In all of Tom Robbins' books, even the ones I love, there is something about the way he treats gender that keeps me a little on edge. It seems that in one moment of time (1970, Sexual Revolution, there was a Fu Manchu mustache involved), he discovered a new way of thinking about women, and since then, he hasn't found a plot twist, metaphor, or character that doesn't, in some way, lead back to our orgasms, in all their Robbins-inflected glory. That said, nobody tells a story like Tom Robbins. Jitterbug Perfume contains all the myth, mystery, and hilarity that I love about his books. If you can get past the dirty-old-man factor, I recommend this book as a good introduction to the Robbins collection.

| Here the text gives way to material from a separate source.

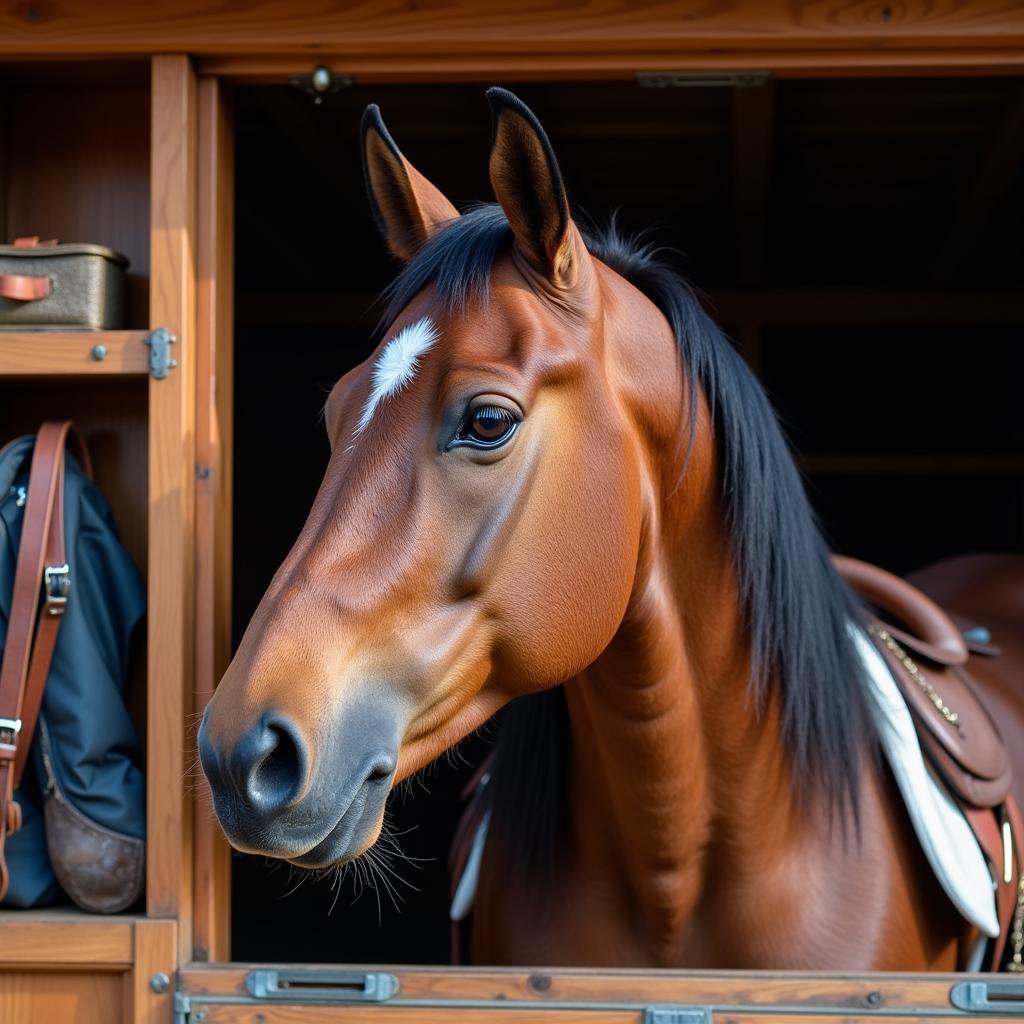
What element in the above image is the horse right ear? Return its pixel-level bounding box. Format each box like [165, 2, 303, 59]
[362, 103, 459, 263]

I keep feeling like this book is like something else that I've read, but I couldn't tell you what that something else is.I guess it's kinda like Kurt Vonnegut meets Robert Anton Wilson meets . . . maybe Chuck Palahniuk, emphasis on maybe, but very much Vonnegut meets Wilson.And kinda Philip K. Dick, a little, just less of the science fiction and more of the mind-blowing philosophical standpoint.That being said, I liked it. It's incredibly dense, in the sense that there is so much in it. The language is something unto itself, and when I happened across it in the Borders in Providence Place Mall, it was the language and the first little introductory page that convinced me I had to go back and buy it. It's at once prose, poetical, intellectual, light, jovial, didactic, aloof. Really something else.I couldn't help but wonder, as I went through it, how the hell he wrote it. What kind of research he had to have done, if he did any. I mean, the story itself is basically a very simple story, but it's all the layers that are interwoven on top of it are really something else. It boggles the mind. I mean, there are things that just kind of stand out as periphery (Bingo Pajama, unfortunately, being one of them) to the overall story, but the amount of philosophical inference and banter, the journey throughout time, perfumery culture, like, where do you find this stuff? Impressive. Utterly impressive.